At the start of the HIV/AIDS epidemic when scores of people were diagnosed or dying of AIDS felt frightened, alone, and abandoned, Dr. Sonnabend was one of the first physicians to see patients, mostly gay men, who had rare forms of PCP [Pneumocystis pneumonia], Kaposi pneumonia, and other infections. In a 1998 POZ magazine interview, he stated, “I realize that I was seeing cases of AIDS-related PCP in the late ’70s. But I first encountered the disease a few months before the first New York Times report in July 1981.”
The first meeting of the six founders (and their friends) of Gay Men’s Health Crisis (GMHC) occurred in August 1981, and the world’s first AIDS service organization was founded in January 1982.
As a researcher and physician, he reached out to Dr.
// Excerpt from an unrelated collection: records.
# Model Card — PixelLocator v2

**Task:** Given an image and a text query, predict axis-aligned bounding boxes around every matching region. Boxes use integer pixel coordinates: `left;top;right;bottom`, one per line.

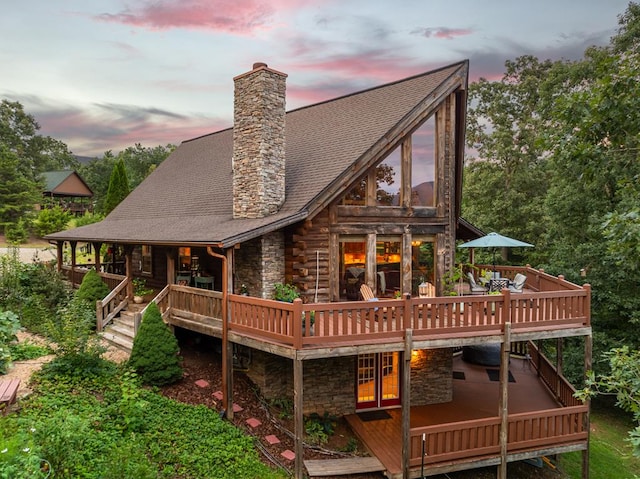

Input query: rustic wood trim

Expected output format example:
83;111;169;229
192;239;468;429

400;135;413;208
334;205;444;220
331;223;445;236
498;323;511;479
400;233;412;294
309;62;469;216
401;329;413;477
293;357;304;479
329;233;340;301
364;167;378;207
582;335;593;479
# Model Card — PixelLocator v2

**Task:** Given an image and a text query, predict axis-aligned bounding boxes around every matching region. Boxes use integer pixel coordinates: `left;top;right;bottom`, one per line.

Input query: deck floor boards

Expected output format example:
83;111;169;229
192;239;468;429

Mathilde Krim for support in his early research, and their collaboration led him, Dr. Krim, Michael Callen, and a few others, to start the AIDS Medical Foundation, the first AIDS research group in 1985, which evolved into amfAR, the American Foundation for AIDS Research. GMHC was then developing its services to address the immediate needs of people living with AIDS, as well as providing whatever educational information that was available to the general public.
In the mid-1980s, Dr. Sonnabend’s work to advocate for the rights of his patients was on a parallel track with GMHC’s advocacy work related to protecting the confidentiality of people living with HIV/AIDS, helping to start lawsuits against those who discriminated against people living with AIDS, and collaborating on the development of guidelines on safer sex. He encouraged gay men to change their sexual behaviors to possibly reduce the risk of sexually transmitted infections rather than limit the number of sexual partners which GMHC advocated for at that time.
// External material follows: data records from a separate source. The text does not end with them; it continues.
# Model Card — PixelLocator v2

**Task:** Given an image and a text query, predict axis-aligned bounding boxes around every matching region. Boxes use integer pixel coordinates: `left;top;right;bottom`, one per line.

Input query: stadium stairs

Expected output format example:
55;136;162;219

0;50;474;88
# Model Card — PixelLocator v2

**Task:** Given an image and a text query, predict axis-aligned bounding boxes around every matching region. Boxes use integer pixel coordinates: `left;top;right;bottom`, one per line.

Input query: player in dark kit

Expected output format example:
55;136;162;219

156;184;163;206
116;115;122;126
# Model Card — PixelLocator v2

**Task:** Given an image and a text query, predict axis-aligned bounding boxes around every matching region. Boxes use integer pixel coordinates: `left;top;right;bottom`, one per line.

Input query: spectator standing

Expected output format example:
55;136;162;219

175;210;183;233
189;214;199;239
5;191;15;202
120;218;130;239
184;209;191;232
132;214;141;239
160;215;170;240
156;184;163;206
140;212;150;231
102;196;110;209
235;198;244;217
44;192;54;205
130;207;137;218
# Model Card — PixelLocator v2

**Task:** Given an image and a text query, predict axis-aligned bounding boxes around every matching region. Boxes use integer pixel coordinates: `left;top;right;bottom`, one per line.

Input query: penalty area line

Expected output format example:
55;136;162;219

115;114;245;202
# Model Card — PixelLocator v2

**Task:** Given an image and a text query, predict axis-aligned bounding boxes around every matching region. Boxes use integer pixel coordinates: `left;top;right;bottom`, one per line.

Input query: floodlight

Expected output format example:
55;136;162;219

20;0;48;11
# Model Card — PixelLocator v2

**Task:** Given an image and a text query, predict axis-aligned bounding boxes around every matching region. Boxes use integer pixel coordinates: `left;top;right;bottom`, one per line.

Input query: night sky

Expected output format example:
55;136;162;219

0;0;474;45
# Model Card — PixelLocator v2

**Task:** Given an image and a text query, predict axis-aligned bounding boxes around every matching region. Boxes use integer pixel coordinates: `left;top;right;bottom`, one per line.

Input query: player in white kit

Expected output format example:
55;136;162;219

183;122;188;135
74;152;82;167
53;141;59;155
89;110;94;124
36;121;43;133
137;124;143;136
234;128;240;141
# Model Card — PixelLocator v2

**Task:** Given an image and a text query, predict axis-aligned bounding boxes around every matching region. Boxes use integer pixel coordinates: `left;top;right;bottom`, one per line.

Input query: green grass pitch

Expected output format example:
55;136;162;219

Throughout the 1990s, with his extensive background in community-based clinical research, he helped to launch the Community Research Initiative (which became ACRIA in 1991 and now a part of GMHC as of 2017) and other organizations.
“Dr. Sonnabend, like many long-term AIDS activists and physicians, was a true hero to men and women living with HIV/ AIDS, and those who died of the disease,” said GMHC CEO Kelsey Louie. “He was an exemplary leader in showing people living with and affected by HIV/AIDS must be treated with dignity. All of us have benefited from his outstanding and courageous support, research, and care.“
We send our tender thoughts to his sister and sons, and his extended family of patients, friends, and colleagues.